Em 1975, ao atuarem em Canção de Fogo, de Jairo Lima, com direção de Clênio Wanderley, pelo Teatro Novo Tempo, Paulo Fernando de Góes e José Mário Austregésilo percebem que algo novo ocorre com o público recifense: a plateia repleta indica que um espetáculo pode se sustentar em cartaz para além das três ou quatro representações habituais da produção amadora local. No ano seguinte, com a montagem de A Lição, de Eugène Ionesco, dirigida por Antonio Cadengue, com cenários e figurinos de Beto Diniz, José Mário Austregésilo e Paulo Góes têm a certeza de que há viabilidade econômica para a produção empresarial de teatro no Recife. O espetáculo é programado para fazer quatro apresentações no Nosso Teatro, atual Teatro Valdemar de Oliveira, mas, com casa cheia todos os dias, nova temporada da peça é agendada no Teatro do Senac.
A Companhia Praxis Dramática - CPD, com seu primeiro trabalho, Esta Noite Se Improvisa, de Luigi Pirandello, faz a passagem de um amadorismo vigoroso a um profissionalismo ainda um tanto informe, cuja maior preocupação é realizar um teatro de qualidade, requintado, que tenha continuidade, e se apoie economicamente no público pagante. Ou seja, a CPD inicia-se como amadora e, à medida que os espetáculos vão cobrindo seus custos, passa a dividir os lucros com o elenco, num sistema cooperativado, embora em outros momentos chegue a estipular cachês fixos para os que nela trabalham.
No Diario de Pernambuco, o crítico Valdi Coutinho conclama a plateia pernambucana a assistir Esta Noite Se Improvisa: "Agora chegou a hora da verdade, de o público pernambucano reagir, marcar na sua agenda um compromisso inadiável com a diversão e a cultura teatral, feita genuinamente pelos valores de nossa terra, e apresentando um nível tão espetaculoso como o das melhores produções teatrais do sul do país, isso eu garanto, pois já tive a oportunidade de ver a peça".1
Esta Noite Se Improvisa, com direção de Antonio Cadengue, estreia no Teatro Valdemar de Oliveira, em agosto de 1977, realiza uma segunda temporada em setembro e outubro, no Teatro do Parque, e tem recepção crítica muito favorável. O escritor Paulo César Coutinho, por exemplo, comenta: "Numa produção com 30 atores vivendo 50 personagens, todos muito bem, realiza-se um espetáculo de qualidade tal, que não deve ficar no âmbito do Recife, mas ser mostrado em outras cidades. É preciso que o público faça jus, com sua presença, aos esforços empreendidos, pois só os gastos de produção atingiram 75 mil cruzeiros [...]. Esta Noite Se Improvisa deve ser vista por quem ama o teatro e por quem, não o amando, precisa contagiar-se com sua magia".2
A montagem seguinte do CPD é Galileu Galilei, de Bertolt Brecht, com direção de Milton Baccarelli, cujo lançamento se dá no Teatro Valdemar de Oliveira, em maio de 1978. O elenco reúne atores novos e veteranos, entre os quais se destaca Germano Haiut, como protagonista. A produção volta a fazer grande investimento e o público comparece em massa para prestigiar o espetáculo, o que faz a Praxis estender a temporada ao Teatro de Santa Isabel. Isso dá a Paulo Fernando de Góes e José Mário Austregésilo a certeza de que estão contribuindo para uma efetiva profissionalização do teatro pernambucano.

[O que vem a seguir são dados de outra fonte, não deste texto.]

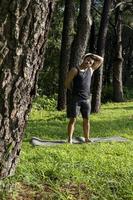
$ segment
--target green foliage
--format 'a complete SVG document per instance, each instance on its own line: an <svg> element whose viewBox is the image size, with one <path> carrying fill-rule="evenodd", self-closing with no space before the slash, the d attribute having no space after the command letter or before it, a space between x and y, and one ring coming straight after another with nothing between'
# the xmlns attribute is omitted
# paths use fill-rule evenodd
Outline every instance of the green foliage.
<svg viewBox="0 0 133 200"><path fill-rule="evenodd" d="M124 96L128 100L133 99L133 89L129 87L124 87Z"/></svg>
<svg viewBox="0 0 133 200"><path fill-rule="evenodd" d="M133 102L104 104L90 120L91 137L117 135L131 142L33 148L32 136L65 139L68 121L64 112L32 109L16 175L6 180L14 199L133 199ZM79 117L75 136L81 133Z"/></svg>

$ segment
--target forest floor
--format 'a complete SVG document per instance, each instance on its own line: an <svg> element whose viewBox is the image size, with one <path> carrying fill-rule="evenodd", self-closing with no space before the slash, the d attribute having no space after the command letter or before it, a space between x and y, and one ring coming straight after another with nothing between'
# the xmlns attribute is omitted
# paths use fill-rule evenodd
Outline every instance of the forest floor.
<svg viewBox="0 0 133 200"><path fill-rule="evenodd" d="M65 112L33 107L16 174L0 182L0 200L133 200L133 102L107 103L90 116L91 137L129 142L33 147L29 141L66 139ZM74 136L82 136L78 118Z"/></svg>

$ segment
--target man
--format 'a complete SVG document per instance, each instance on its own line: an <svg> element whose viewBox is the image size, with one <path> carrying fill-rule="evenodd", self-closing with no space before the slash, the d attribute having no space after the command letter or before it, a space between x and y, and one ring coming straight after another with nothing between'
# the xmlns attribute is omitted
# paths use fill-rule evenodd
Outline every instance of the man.
<svg viewBox="0 0 133 200"><path fill-rule="evenodd" d="M68 76L65 80L65 87L71 90L72 93L70 108L69 110L67 110L67 117L70 118L67 129L69 143L72 143L76 117L79 112L81 112L83 118L83 132L85 142L91 142L91 140L89 139L89 115L91 111L91 76L93 74L93 71L99 68L102 63L102 57L88 53L83 57L83 62L78 68L73 67L69 71Z"/></svg>

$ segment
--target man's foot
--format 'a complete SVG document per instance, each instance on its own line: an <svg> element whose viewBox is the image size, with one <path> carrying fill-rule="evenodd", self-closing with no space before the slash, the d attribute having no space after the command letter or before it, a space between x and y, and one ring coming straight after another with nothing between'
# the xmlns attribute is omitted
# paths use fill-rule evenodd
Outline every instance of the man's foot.
<svg viewBox="0 0 133 200"><path fill-rule="evenodd" d="M90 143L92 142L89 138L85 138L85 143Z"/></svg>
<svg viewBox="0 0 133 200"><path fill-rule="evenodd" d="M68 139L68 143L72 144L73 143L72 139Z"/></svg>

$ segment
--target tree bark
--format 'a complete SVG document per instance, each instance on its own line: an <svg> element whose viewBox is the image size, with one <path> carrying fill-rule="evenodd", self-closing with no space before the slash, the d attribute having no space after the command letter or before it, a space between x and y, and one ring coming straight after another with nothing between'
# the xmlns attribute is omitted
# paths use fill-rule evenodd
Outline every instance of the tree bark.
<svg viewBox="0 0 133 200"><path fill-rule="evenodd" d="M72 67L78 67L81 64L83 55L85 54L92 25L90 8L91 0L80 1L80 11L77 19L77 33L71 47L69 69Z"/></svg>
<svg viewBox="0 0 133 200"><path fill-rule="evenodd" d="M58 110L63 110L66 106L66 90L64 80L69 69L69 60L71 44L74 38L74 21L75 21L75 1L65 1L64 24L62 32L62 44L59 65L59 89L58 89Z"/></svg>
<svg viewBox="0 0 133 200"><path fill-rule="evenodd" d="M80 11L77 19L77 33L71 47L69 69L72 67L78 67L81 64L83 55L85 54L92 25L90 9L91 0L80 1ZM70 110L71 98L71 92L67 90L68 113Z"/></svg>
<svg viewBox="0 0 133 200"><path fill-rule="evenodd" d="M0 179L15 172L54 1L0 1Z"/></svg>
<svg viewBox="0 0 133 200"><path fill-rule="evenodd" d="M116 102L124 101L123 84L122 84L122 8L116 9L116 42L115 42L115 58L113 65L113 100Z"/></svg>
<svg viewBox="0 0 133 200"><path fill-rule="evenodd" d="M104 0L103 12L97 41L97 54L102 57L104 57L111 4L112 0ZM102 75L103 67L98 68L94 72L94 82L92 91L92 112L94 113L98 113L101 106Z"/></svg>

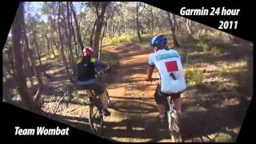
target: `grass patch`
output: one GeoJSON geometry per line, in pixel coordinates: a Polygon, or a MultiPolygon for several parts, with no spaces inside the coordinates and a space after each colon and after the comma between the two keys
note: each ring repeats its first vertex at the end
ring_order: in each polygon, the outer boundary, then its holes
{"type": "Polygon", "coordinates": [[[202,70],[194,69],[188,70],[184,69],[184,73],[187,78],[188,83],[190,85],[199,85],[202,84],[203,80],[206,78],[202,70]]]}
{"type": "Polygon", "coordinates": [[[218,68],[218,75],[220,77],[226,77],[227,76],[227,72],[223,68],[218,68]]]}
{"type": "Polygon", "coordinates": [[[136,38],[134,34],[123,34],[121,35],[115,35],[113,38],[103,38],[103,43],[122,43],[122,42],[131,42],[136,38]]]}

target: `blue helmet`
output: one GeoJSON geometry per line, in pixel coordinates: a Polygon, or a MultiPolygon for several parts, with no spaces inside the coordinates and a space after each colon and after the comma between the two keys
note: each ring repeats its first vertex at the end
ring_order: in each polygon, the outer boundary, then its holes
{"type": "Polygon", "coordinates": [[[167,43],[166,37],[162,34],[158,34],[153,37],[150,42],[150,46],[154,47],[158,45],[165,45],[166,43],[167,43]]]}

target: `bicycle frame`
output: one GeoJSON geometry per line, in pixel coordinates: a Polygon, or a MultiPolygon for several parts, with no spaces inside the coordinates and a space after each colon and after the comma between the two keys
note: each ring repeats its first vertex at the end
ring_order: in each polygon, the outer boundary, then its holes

Com mais uma direção de Milton Baccarelli, num empreendimento conjunto da Praxis com a Aquarius Produções Artísticas, em janeiro de 1979, estreia É..., de Millôr Fernandes. A experiência com a produção teatral, a observação do perfil de seu público, a atenção com espectadores de baixo poder aquisitivo levam os produtores a estabelecer preços diferenciados em função dos dias de apresentação. Além de um elenco composto de experientes profissionais da cena pernambucana, é contratado Marcílio Campos, o maior estilista de haute couture da cidade, para realizar os figurinos das atrizes.
Por causa do sucesso, atribuído sobretudo à qualidade do elenco, com destaque para o desempenho de Maria de Jesus Baccarelli e Austregésilo, a montagem volta várias vezes para curtas temporadas no decorrer do ano, além de viajar para Maceió e Natal. Enquanto as várias temporadas de É... se sucedem, as duas produtoras, Praxis e Aquarius, ensaiam e estreiam uma nova peça: Calígula, de Albert Camus, com direção de José Pimentel, no Teatro de Santa Isabel, em maio de 1979. A peça suscita polêmica porque o texto de Camus é relido pelo prisma da farsa.
Em seguida, vem Equus, de Peter Shaffer, com direção de Rubem Rocha Filho, produzido apenas pela Praxis Dramática. Com estreia em junho de 1980, no Teatro Valdemar de Oliveira, é considerada, de imediato, uma das melhores montagens recifenses dos últimos tempos. Valdi Coutinho afirma que toda a classe teatral pernambucana reconhece o nível de excelência da peça e conclui: "O teatro pernambucano viveu um grande momento não somente pelo brilhantismo do acontecimento, mas especialmente pelo nível do espetáculo que era entregue ao nosso público para esta temporada que se prognostica de irreversível sucesso. [...] De parabéns a Praxis Dramática, de parabéns todos aqueles que reconheceram os valores e as qualidades do espetáculo e aplaudiram sem meios termos, porque foram merecedores de Equus, um espetáculo que esta coluna recomenda ao grande público pernambucano".3
A Praxis produz A Resistência, de Maria Adelaide Amaral, com direção de Milton Baccarelli, em 1980. Essa montagem perde os cenários e figurinos em incêndio no Teatro Valdemar de Oliveira, e fecha sua temporada no Teatro do Dérbi. Em 1981, encena O Inspetor Vem Aí, adaptação de O Inspetor Geral, de Nikolai Gogol, direção de Rubem Rocha Filho. Realização de grande porte, que envolve inúmeros profissionais e vale à Praxis elogios por seu espírito empreendedor.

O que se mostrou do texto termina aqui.